Earnings per share was at EUR 0.13 for the quarter and EUR 0.29 for the first half, slightly below last year. Higher financial expenses and costs were impacting the EPS. And also we -- in the last quarter, we were having a slightly higher tax rate in our business. And now the situation has normalized, and we are on a sort of normal level on the taxes. So that has -- that impact that we had in the Q1 has now gone to a normal level.
Cash flow. Our strong operating cash flow was at EUR 9 million for the quarter and EUR 17 million for the full year and a slight improvement compared to last year, but relatively on a similar level. Cash flow after investments was at minus EUR 3.4 million for this year, of course, investments into the acquisitions and the minority stake of BJIT played the major role here.
Personnel was standing at 3,900 employees at the end of the period, a small decrease of 1.1%. But according to our strategy, we were still growing outside Finland, so 1,963 employees were employed outside Finland, which is now more than we have employees in Finland for the first time.
We also recruited less people during this period than we had anticipated. Of course, due to the market situation, we slowed down the recruitment activity a little bit. And also, we did have temporary layoffs and other restructuring measures done during the quarter to adjust our capacity into the prevailing market conditions. So the number of temporary layoffs in Finland totaled 111 employees at the end of the period.
If we then look a little bit more in detail into the service areas. So starting with the Engineering Solutions. So here, the revenue was dropping by 2.7%. And the EBITDA was also dropping clearly to EUR 3.9 million or 7.9%, so a clear drop from the comparison period. And here, of course, the storyline is that our customers are not really investing yet and investments to our new R&D projects and also to new factory improvements or planned projects is rather low level.
And on top of that, our customers' delivery project-related engineering is on a low level when their order books are declining and new orders are on a lower level. So this has an impact on this service area in particular. Outsourcing agreements, we have won several of them, and we have been very successful with our outsourcing models and the deals that we have done will have a positive impact in our business for the second half of the year. And that will contribute positively. But in the prevailing market conditions, the operational efficiency was a bit moderate, and this, of course, had an impact on the result.
We also had in Germany, certain issues with demand. There, the chemical industry demand was relatively low. And there, we had also some issues, and we have done certain restructuring measures to improve the situation in the service area and in Germany in particular.

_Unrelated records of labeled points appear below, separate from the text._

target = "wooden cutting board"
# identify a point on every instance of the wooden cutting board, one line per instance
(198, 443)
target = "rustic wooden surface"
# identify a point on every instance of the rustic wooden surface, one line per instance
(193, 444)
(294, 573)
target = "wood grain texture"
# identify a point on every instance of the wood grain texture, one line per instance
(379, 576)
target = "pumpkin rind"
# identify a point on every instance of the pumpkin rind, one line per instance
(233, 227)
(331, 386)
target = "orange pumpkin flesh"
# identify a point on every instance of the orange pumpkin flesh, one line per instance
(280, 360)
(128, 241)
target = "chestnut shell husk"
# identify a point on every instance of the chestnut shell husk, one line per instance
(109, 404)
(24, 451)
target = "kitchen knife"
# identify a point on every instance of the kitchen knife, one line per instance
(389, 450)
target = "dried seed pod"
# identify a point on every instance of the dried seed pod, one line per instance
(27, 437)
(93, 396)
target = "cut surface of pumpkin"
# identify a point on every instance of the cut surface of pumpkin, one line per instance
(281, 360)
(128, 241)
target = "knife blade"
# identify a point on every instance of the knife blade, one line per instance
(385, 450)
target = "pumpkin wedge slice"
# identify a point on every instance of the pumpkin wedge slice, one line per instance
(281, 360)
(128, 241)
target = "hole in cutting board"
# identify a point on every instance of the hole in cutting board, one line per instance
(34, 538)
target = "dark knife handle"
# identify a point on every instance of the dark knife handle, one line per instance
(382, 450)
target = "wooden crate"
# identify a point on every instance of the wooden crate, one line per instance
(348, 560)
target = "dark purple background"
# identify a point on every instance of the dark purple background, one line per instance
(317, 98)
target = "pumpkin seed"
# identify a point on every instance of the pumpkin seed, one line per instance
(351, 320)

In Software and Embedded Solutions, we were growing, thanks to the acquisitions that we completed. So revenue was growing by 17.4% to EUR 24.9 million. And also, the EBITDA was improving to EUR 1.9 million or 7.6%, but of course, compared to a quite weak comparison period when we last year had a fairly weak Q2. Still in the service area, the demand situation continues to be weak and the same story as in the engineering solutions, R&D investments, which are driving this service area are still at a low level, and we are still expecting or hoping that the investment levels will be starting to climb up when we move further in the year as the interest rates are getting lower and they should encourage our customers to really move forward.
Also here, we needed to implement the adaptation measures and that improved our operational efficiency, but still in the overall uncertain market, our profitability was at the modest level, not where we hoped it should be. And the actions that we have now taken should be improving the situation going forward.
The Technical Communication Solutions service area, saw slight growth, 2.9% or EUR 17.9 million in revenues, but profitability, 6.9%, so weaker than the comparison period and weaker than what we would like to see in this particular service area. Still with the project-related demand was slow. So this service area had some difficulty with that. So the demand was getting weaker, and we needed to take measures to adjust to that. But with the new development that we have done with AI, that had a clear positive impact on our business. We won certain outsourcing deals where AI also already played a part. And we have also now implemented the first AI projects for our customers, which are proving to be very valuable, create high value for our customers, and we see that there's a good demand for these types of new solutions and services. So we see a positive development in this area.
If we then look a little bit on how we did against our targets and the guidance, then so of course, on the revenue side, we had a target of reaching EUR 500 million for this year. Now it is fairly safe to say that we will not reach that target. This target, of course, was set in 2019 when we had no knowledge of COVID or the war in Ukraine or the other turbulence that is going around the world. And we have not been able to meet that. But still, we are growing and we still target to have strong growth going forward, but of course, new targets will be set at the end of the year once these targets become obsolete.
Revenue outside Finland. Target is at 55%. We are progressing. Currently, we are at 52%, Managed Services share of revenue currently at 65% compared to the 75% target. This figure has dropped slightly. The highest impact is on the sort of business model of the Danish acquired company STRONGIT. No major other impact for this, but we are looking to, of course, improve on this with our outsourcing models and our other managed service models, which are proving to be highly competitive also in this market. And in operating profit, we were at 7.9% for the first half, which is clearly below our 10% target or above 10% target. And this is something where we need to clearly improve. We have now taken measures to improve the profitability for the coming quarters, and we are looking forward to seeing the effects of these measures. Previously, when we have taken this so we have been able to move up, and we expect to see a similar development going forward. But of course, we cannot be happy with this kind of level. It is far too low for us.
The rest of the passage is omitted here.